LP | Dans ce cas, comment pouvons-nous associer les nouvelles pratiques qui sont issues du confinement à l'enseignement du programme ? Quel est votre avis sur ce point ?

SJ | Le confinement a posé la question de nouvelles pratiques pédagogiques en classe, bien sûr, ou hors classe, mais il n'a pas fondamentalement remis en question l'approche du programme. Celui-ci, qui est découpé tant pour le collège que pour le lycée, en objet d'étude, reste accessible. En revanche, ce que l'on a beaucoup questionné, c'est la façon dont le programme allait se déployer et de quelle façon il allait s'activer. Le déployer c’est facile, il suffit de dire aux élèves, nous abordons tel sujet, tel texte, tel objet d'étude et petit à petit, avec les élèves et la classe, de poser la question problématique, c'est-à-dire cette grande question à laquelle nous avons tâché d'amener quelques éléments de réponse en étudiant textes, éléments dits scientifiques de disciplines et attendus scolaires. Or ce qui se fait différemment, c'est la façon dont les élèves vont s'emparer de ces matériaux. Et cela pose la question de l'enchaînement des ressources, de la production de ressources, du suivi et de la classe numérique. Et désormais, la question des ressources du présentiel et du distanciel. À chaque fois, l'on va questionner la façon dont l’imbrication de ces trois logiques génère un nouveau temps de classe, qui est moins la classe avec le professeur qui laisse se déployer le savoir ou qui le dispense, mais une classe où l’élève a toute sa place pour tâtonner, expérimenter, petit à petit élaborer la réponse, aussi fragile soit-elle. Parce que l'enjeu, finalement, est celui-là, que les élèves construisent leur réponse. Nous construisons de l'autonomie au travers de cela. Donc finalement, pour répondre à la question par un mot essentiel, c'est la construction de l'autonomie qui assure le lien entre le programme et l'enseignement confiné ou déconfiné. Et je pense que c'est une clé de voûte.

LP | Pour finir, les enseignements artistiques peuvent-ils être une source d'inspiration ? Que pouvez-vous conseiller aux enseignants sur cet aspect-là, en quelques mots ?

SJ | Plus que jamais, les enseignements artistiques sont absolument une clé de travail pour l'enseignement dit lambda. Il suffit de regarder pour cela le taux extrêmement faible de décrochage et l'extraordinaire, j’insiste sur l’adjectif, l’extraordinaire mixité des publics dans les enseignements artistiques. Ils posent des vraies questions : la façon dont le cours se construit non pas autour d'un objet prédéfini mais de projets que les élèves élaborent, d'une collaboration entre élèves et ces cours posent aussi la question de l'autonomie, mais surtout de l'autoévaluation et de la façon dont les élèves analysent leur propre production, c'est-à-dire ce qu'elle vaut, mais surtout comment ils y sont parvenus, par le biais de quelles étapes.
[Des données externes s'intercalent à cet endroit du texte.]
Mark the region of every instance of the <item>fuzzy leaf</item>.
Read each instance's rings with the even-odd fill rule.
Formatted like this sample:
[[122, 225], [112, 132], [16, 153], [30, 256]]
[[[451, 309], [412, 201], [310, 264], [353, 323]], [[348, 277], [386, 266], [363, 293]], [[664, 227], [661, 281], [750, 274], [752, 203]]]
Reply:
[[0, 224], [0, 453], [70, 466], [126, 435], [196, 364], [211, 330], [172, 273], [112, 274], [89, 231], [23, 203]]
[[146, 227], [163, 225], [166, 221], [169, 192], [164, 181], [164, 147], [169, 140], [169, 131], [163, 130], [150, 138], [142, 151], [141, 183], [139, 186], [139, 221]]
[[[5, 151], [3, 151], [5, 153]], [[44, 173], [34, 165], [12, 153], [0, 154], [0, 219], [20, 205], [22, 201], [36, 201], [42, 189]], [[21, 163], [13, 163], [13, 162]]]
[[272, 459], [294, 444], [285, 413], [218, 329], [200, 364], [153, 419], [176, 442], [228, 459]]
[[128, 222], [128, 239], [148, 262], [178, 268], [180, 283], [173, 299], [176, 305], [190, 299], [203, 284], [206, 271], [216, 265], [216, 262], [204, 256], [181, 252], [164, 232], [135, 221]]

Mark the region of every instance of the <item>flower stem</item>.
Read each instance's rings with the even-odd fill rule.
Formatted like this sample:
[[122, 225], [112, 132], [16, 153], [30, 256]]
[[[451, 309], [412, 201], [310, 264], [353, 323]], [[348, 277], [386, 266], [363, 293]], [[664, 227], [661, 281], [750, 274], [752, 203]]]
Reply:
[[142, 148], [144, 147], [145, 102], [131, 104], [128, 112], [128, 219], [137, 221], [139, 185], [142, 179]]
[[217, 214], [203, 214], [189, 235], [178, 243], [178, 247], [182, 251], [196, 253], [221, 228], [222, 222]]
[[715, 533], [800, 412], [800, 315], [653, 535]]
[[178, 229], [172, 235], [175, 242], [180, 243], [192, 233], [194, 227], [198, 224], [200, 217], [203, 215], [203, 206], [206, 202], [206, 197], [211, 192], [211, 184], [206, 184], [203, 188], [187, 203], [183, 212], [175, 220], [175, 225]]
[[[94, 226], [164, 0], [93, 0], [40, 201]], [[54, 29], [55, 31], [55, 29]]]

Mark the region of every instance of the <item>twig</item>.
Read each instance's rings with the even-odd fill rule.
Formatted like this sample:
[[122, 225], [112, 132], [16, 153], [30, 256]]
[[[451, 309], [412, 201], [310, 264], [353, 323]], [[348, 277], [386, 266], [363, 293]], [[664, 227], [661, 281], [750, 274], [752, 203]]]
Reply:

Et là, on pose véritablement la question de l'apprendre à apprendre. Dès lors qu'un élève se rend compte qu'il y a des stratégies à déployer, que certaines lui ressemblent plus que d'autres pour aboutir à la mise en œuvre et la finalisation d'un projet, c'est du gagnant-gagnant. L'enseignant réussi pleinement sa démarche d'enseignement. L’élève s'épanouit pleinement dans celle-ci.

LP | C'est en apprenant à apprendre finalement qu'on peut aussi redéfinir cette relation entre l'enseignant et l'élève. Stéphane Jach, je vous remercie pour cette analyse sur la redéfinition de la relation enseignant-élève. Merci également à nos auditeurs.